Ars Poetica

Ars Poetica is a term meaning "The Art of Poetry" or "On the Nature of Poetry". Very Early examples of Artes Poeticae by Aristotle and Horace have survived and many other poems bear the same name. Horácio Horace's Ars Poetica (also known as "The Art of Poetry," Epistula Ad Pisones, or Letters to Piso), published c. 18 BC, was a treatise on poetics. It was first translated into English by Thomas Drant. Three quotations in particular are associated with the work:

  • "in medias res," or "into the middle of things." This describes a popular narrative technique that appears frequently in ancient epics and remains popular
  • "bonus dormitat Homerus" or "good Homer nods"; an indication that even the most skilled poet can make continuity errors
  • "ut pictura poesis," or "as is painting so is poetry," by which Horace meant that poetry, in its widest sense meaning "imaginative texts," merits the same careful interpretation that was in his day reserved for painting.

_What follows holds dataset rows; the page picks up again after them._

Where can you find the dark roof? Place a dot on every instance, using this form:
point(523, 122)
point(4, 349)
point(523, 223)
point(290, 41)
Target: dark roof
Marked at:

The latter two phrases occur one after the other near the end of the treatise.

The work is also key for its discussion of the principle of decorum, the use of appropriate vocabulary and diction in each style of writing, and for Horace's criticisms of purple prose.

In verse 191, Horace warns against deus ex machina, the practice of resolving a convoluted plot by having an Olympian god appear and set things right. Horace writes "Nec deus intersit, nisi dignus vindice nodus": "That a god not intervene, unless a knot show up that be worthy of such an untangler".